For this post, I commissioned Misha Yagudin, a top-ranked forecaster, to provide feedback and commentary. I include selected comments as quotes throughout.
For open-ended questions, it’s easy to underestimate the number of plausible outcomes. For instance, while practicing for the forecasting class, the course staff were asked to predict the following question:
Which NBA player will have the highest average points per game (PPG) between October 20th and October 27th?
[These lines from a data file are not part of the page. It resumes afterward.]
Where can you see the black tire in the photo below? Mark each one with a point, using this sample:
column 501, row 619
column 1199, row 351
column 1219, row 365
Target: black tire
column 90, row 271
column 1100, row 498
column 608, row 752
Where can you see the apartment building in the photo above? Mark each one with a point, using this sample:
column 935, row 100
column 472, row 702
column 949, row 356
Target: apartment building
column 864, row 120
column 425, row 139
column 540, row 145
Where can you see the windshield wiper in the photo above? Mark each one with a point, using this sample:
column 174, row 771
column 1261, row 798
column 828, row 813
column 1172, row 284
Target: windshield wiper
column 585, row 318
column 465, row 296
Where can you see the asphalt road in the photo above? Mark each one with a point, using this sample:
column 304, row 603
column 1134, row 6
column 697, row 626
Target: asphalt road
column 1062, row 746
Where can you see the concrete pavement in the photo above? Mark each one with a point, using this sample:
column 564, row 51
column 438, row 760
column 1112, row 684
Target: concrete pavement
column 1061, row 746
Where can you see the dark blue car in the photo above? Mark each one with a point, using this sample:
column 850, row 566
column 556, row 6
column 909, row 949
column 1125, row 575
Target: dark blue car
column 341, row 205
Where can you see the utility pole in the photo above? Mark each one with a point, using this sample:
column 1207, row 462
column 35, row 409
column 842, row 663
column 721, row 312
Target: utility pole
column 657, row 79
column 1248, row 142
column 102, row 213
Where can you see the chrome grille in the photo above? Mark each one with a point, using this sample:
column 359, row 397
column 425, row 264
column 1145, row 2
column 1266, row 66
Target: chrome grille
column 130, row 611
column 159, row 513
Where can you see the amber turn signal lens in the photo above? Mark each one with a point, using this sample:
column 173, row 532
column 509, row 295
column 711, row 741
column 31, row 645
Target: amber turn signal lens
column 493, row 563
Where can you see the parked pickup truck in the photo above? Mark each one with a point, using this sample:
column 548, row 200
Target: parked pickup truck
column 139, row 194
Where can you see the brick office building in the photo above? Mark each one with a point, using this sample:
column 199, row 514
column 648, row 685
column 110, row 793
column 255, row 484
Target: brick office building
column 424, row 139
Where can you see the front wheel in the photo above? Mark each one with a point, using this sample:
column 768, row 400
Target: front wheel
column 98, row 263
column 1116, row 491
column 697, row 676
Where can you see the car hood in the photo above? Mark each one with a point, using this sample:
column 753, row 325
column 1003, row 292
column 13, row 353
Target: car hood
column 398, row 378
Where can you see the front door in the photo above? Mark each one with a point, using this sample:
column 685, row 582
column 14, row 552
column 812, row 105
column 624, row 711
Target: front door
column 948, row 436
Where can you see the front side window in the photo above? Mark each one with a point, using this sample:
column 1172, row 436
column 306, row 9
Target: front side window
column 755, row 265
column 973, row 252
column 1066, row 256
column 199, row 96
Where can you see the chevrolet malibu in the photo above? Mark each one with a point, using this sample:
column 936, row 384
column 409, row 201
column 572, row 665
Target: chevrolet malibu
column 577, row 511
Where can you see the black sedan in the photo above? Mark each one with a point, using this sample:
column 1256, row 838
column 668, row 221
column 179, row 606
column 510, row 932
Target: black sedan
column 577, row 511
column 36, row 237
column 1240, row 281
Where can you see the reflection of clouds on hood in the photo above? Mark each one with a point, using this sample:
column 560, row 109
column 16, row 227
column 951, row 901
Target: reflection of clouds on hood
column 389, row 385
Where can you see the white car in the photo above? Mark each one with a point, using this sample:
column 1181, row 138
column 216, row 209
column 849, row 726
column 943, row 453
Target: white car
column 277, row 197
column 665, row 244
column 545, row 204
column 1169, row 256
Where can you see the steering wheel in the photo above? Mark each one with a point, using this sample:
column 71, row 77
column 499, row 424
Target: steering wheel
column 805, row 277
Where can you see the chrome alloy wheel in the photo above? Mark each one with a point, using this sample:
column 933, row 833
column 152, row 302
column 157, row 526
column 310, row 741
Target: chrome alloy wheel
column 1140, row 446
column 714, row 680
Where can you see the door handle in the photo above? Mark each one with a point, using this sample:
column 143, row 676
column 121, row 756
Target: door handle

To answer this question, I thought about star players who were top scorers, and also looked at who had high PPG in the previous season. The names I came up with were Giannis Antetokounmpo, Steph Curry, Luka Doncic, Kevin Durant, and LeBron James, so I made the following forecast:
Giannis 19%
Curry 17%
Doncic 16%
Durant 13%
LeBron 12%
Other 23%
In fact, the top scorer was Ja Morant, and the second highest scorer also wasn’t on my list. In retrospect, 23% on “other” was a pretty bad prediction, and I should have put more like 60-70% on “other”.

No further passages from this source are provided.